WGSL 2020 08 18

Dean Jackson	:	Chair
Dan Sinclair	:	⌨️ Scribe
Google Meet	:	Location
https://webgpu.dev/wgsl	:	Specification
WGSL Issues	:	Open Issues
Marked Issues	:	Meeting Issues

Tentative Agenda

2020-08-11 Action item review:
- Apple: Will look into validating grammar on CI.
- MM: Updated proposal for #854
Valid or invalid: Return statement in the middle of a function body (#996)
snake_case or lowerCamelCase or UpperCamelCase? (#993)
Support #line directive (#606)
Extern declarations (#883)
Function overloading (#876)
Introduce Subgroup Operations Extension (#954)
Move array stride decoration to the struct fields instead of types (#960)
Invariant qualifier (#893)
Support .length() for runtime-sized arrays (#989)
WGSL should require uniform storage class variables to be block decorated. (#1004)
Shader portability (and performance portability). (#895)

📋 Attendance

WIP, the list of all the people invited to the meeting. In bold, the people that have been seen in the meeting:

Apple
- Dean Jackson
- Fil Pizlo
- Myles C. Maxfield
- Robin Morisset
Google
- Dan Sinclair
- David Neto
- Kai Ninomiya
- Ryan Harrison
- Sarah Mashayekhi
Intel
- Yunchao He
- Narifumi Iwamoto
Microsoft
- Damyan Pepper
- Rafael Cintron
- Greg Roth
- Michael Dougherty
- Tex Riddell
Mozilla
- Dzmitry Malyshau
- Jeff Gilbert
Joshua Groves
Mehmet Oguz Derin
Timo de Kort
Lukasz Pasek
Tyler Larson
Pelle Johnsen
Matijs Toonen
Hamada Gasmallah
Dominic Cerisano

⚖️ Discussion

2020-08-11 Action item review

Apple: Will look into validating grammar on CI.
- No update
MM: Updated proposal for #854
- No update

Valid or invalid: Return statement in the middle of a function body ([#996](https://github.com/gpuweb/gpuweb/issues/996))

DS: My preference is to disallow it for now. Easier to not have it.
RM: Just to be clear, return in middle of block.
DS: Yes, basically, if there is a return it must be the last statement in a block.
GR: Usually only seen as bugs
DS: Possibly useful for debugging
DN: You could also do if(true) { return; } as well.
DJ: Ok, disallow for now. Will move to resolved.

snake_case or lowerCamelCase or UpperCamelCase? ([#993](https://github.com/gpuweb/gpuweb/issues/993))

DS: we are currently inconsistent with ourselves and should be consistent.
DS: Just need to work out which we care about?
DN: What is the API side doing, camel case?
DM: Yea
DN: We should do that, what to do about acronyms. E.g. is IBM that or Ibm or something else.
DS: First letter of an acronym is uppercase, rest is lowercase.
DS: What about the first letter in camelCase?
DN: Depends.
DM: We don’t have class names.
DS: Would TextureLoad or textureLoad?
DM: e.g. in Rust we have methods camelCase and variables with underscores. It doesn’t matter.
DS: I don’t care which we pick, as long as it is consistent
DS: camelCase, first letter lower. Acronyms are similar. (i.e. writeToPbo)

Sampling from MSAA (#990)

DM: I suggest we move them to separate types. This is all in the proposal.
DS: Sounds good to me.

Support #line directive ([#606](https://github.com/gpuweb/gpuweb/issues/606))

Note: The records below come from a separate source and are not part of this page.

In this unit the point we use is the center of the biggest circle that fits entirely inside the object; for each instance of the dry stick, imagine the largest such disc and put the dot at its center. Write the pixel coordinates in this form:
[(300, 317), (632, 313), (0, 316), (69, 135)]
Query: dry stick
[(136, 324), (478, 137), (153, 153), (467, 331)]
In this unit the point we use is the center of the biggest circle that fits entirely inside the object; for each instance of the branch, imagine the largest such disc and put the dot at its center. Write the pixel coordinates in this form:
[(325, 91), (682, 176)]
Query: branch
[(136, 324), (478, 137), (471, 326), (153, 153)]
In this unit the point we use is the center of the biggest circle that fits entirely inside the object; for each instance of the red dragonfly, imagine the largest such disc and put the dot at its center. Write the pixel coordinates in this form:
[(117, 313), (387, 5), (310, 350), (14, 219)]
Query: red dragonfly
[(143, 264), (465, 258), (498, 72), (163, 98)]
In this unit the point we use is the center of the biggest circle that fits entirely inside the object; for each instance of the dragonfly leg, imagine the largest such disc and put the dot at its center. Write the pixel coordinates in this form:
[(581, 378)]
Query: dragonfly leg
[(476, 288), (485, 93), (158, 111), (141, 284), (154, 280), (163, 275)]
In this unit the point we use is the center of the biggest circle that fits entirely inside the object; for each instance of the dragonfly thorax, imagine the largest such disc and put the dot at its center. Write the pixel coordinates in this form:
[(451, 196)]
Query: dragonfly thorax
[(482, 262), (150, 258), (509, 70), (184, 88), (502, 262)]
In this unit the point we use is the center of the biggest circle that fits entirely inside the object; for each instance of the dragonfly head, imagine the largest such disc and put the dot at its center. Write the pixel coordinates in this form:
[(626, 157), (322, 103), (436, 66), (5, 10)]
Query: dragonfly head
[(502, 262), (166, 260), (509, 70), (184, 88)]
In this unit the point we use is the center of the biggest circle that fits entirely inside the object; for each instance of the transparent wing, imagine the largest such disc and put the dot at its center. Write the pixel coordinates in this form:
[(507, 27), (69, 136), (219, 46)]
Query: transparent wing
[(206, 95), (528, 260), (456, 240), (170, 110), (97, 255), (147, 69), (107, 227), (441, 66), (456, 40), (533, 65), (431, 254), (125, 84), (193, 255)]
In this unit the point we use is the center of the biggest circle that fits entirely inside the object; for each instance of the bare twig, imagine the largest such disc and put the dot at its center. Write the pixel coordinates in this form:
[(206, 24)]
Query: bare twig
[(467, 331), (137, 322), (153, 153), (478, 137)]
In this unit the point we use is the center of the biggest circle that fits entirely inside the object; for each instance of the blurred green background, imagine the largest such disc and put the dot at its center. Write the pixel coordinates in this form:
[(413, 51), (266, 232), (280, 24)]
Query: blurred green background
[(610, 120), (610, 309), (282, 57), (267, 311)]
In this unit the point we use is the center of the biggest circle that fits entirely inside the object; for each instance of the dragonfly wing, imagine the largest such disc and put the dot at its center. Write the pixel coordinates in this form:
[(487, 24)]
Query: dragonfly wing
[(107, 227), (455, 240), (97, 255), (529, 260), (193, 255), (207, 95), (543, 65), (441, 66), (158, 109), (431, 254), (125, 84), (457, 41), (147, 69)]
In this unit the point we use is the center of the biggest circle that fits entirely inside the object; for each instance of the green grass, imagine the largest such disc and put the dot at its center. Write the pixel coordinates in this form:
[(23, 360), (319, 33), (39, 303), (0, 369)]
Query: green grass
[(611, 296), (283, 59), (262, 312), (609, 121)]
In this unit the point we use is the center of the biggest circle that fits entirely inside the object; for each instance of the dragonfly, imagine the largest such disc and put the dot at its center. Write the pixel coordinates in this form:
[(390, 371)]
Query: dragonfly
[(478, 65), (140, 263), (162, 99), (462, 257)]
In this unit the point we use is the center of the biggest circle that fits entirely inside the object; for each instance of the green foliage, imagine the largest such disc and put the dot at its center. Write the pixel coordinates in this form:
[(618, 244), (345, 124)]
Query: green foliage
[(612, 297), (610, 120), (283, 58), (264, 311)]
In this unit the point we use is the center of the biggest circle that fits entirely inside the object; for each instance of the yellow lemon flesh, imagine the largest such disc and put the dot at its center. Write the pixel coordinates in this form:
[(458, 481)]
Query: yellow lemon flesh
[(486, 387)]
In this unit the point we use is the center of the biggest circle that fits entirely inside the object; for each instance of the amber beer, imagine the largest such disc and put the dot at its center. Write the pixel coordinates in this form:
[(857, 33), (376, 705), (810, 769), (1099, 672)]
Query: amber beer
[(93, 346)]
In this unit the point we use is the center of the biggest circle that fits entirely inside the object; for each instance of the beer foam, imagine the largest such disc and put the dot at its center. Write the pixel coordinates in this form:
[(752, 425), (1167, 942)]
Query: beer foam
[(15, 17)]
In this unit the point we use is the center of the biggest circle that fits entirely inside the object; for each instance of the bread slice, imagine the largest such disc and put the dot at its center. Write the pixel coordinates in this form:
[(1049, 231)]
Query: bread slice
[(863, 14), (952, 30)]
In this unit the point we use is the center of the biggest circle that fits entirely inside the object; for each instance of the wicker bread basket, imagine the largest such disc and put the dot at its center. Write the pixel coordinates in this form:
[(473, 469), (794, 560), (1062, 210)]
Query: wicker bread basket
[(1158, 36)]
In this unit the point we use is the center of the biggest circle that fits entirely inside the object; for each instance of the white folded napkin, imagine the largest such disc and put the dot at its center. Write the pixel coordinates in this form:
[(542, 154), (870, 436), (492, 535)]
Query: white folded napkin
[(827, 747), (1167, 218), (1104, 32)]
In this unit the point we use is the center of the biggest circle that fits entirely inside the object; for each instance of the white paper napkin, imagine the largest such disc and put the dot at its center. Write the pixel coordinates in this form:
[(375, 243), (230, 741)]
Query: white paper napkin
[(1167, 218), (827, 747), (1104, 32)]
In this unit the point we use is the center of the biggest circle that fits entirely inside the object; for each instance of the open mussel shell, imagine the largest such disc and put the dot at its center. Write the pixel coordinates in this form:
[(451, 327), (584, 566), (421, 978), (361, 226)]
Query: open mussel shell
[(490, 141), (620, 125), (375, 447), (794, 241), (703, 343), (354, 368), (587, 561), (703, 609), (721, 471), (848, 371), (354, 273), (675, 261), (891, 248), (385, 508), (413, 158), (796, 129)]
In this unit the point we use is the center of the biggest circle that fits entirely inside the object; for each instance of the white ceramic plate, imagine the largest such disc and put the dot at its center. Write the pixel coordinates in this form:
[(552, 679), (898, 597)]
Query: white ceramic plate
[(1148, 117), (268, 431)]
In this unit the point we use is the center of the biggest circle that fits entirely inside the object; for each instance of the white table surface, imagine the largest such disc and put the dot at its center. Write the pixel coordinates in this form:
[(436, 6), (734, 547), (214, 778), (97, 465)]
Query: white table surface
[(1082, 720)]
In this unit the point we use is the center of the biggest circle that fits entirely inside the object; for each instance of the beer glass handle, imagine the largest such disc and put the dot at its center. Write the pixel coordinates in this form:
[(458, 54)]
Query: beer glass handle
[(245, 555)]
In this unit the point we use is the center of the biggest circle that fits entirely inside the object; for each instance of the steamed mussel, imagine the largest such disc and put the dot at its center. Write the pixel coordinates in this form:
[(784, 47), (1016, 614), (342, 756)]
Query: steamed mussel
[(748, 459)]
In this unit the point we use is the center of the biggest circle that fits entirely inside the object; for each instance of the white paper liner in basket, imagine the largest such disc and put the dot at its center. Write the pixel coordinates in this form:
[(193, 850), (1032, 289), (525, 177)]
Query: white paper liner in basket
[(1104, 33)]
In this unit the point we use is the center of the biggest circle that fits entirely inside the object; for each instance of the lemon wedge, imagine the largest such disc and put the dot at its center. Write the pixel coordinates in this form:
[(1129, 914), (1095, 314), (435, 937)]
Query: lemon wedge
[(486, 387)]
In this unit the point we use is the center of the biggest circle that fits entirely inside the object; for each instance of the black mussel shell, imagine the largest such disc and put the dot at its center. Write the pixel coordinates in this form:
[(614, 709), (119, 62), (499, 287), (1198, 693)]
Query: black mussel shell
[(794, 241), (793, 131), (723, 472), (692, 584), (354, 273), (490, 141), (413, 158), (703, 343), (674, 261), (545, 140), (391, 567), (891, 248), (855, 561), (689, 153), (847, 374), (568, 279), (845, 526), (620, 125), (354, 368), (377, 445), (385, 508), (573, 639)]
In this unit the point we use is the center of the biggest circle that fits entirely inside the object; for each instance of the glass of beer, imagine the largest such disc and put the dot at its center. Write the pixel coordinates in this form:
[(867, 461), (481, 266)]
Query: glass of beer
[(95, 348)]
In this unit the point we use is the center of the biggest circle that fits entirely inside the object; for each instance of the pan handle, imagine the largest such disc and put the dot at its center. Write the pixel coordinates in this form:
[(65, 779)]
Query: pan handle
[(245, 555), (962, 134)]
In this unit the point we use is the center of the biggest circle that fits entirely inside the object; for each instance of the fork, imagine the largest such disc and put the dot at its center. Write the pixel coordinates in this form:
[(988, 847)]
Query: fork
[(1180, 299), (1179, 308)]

DS: I think we agreed to use source maps, which means we don’t need this.
Close this issue.

Extern declarations ([#883](https://github.com/gpuweb/gpuweb/issues/883))

DS: Doesn’t seem to be needed for MVP.
DM: If he has a use case required for MVP, he should post it.

Function overloading ([#876](https://github.com/gpuweb/gpuweb/issues/876))

DS: Again, I don’t think this is necessary for MVP. You can use a different name. We don’t have generics.
DS: We might do it internally with the stdlib, but users won’t be able to do it in the MVP.
JG: Ultimate goal is that people can rewrite the stdlib in userspace, but that can come later.
DM: Put a post-MVP label on it.

Introduce Subgroup Operations Extension ([#954](https://github.com/gpuweb/gpuweb/pull/954))

DJ: Was waiting until David returned
DN: Dragons dragons dragons. Dark corners in the execution model. Lots of things from the last two years where this is hard to get portable. Hard to pin down consistent behaviour
DM: Can we document the dragons so we can come back to them later
DN: Tried to explain as good as possible in my comment. If GR has comments, please add them.
GR: Missed that comment, will look it over. Would welcome any help to document the dark corners of this area.
RM: Myles started talking to the Metal team to better understand these corners and we already got some information that confirms it’s full of dragons. He was hoping to get a meeting with them where they could explain in more detail. So, hopefully more information coming in a week or two.
DN: Can also point to work by AMD engineers in LLVM around the convergent attribute and it’s been in the tree ~1.5 years and the engineer driving wants to make changes. Looking for an LLVM dev meeting talk, but can’t find it. Will keep looking. Ongoing within the LLVM community on how to handle aspects in the compiler stack.
MD: Understand the concerns, but are we making these based on the PR operations or the broader set? There are tricky ops, but the exposed ones are small.
DN: Haven’t look at the proposal in detail, would have to look.
MD: Would suggest looking at the PR. Less controversial for the stdlib.
GR: Will take a look. Quickly, are helper lanes involved?
MD: Should I list the ops?
GR: That’s all right.
DN: If not in a fragment shader, then less problematic.
GR: That’s true
DN: Limited to compute would be better.
MD: Discussions around invocations and some ops are less defined between frag and compute. Current extension restricted to compute only. Only exposes ops you can’t make arbitrary indexing like give me a mask or index but implicit only.
GR: So, limited to compute
MD: Yes.
GR: That reduces my disagreement by some sizable percentage.
MD: Maybe wait for Metal team, and take a look at exposed ops.
GR: Will take a look.
DJ: Let’s move this back to discussion and wait for more feedback from Apple and others.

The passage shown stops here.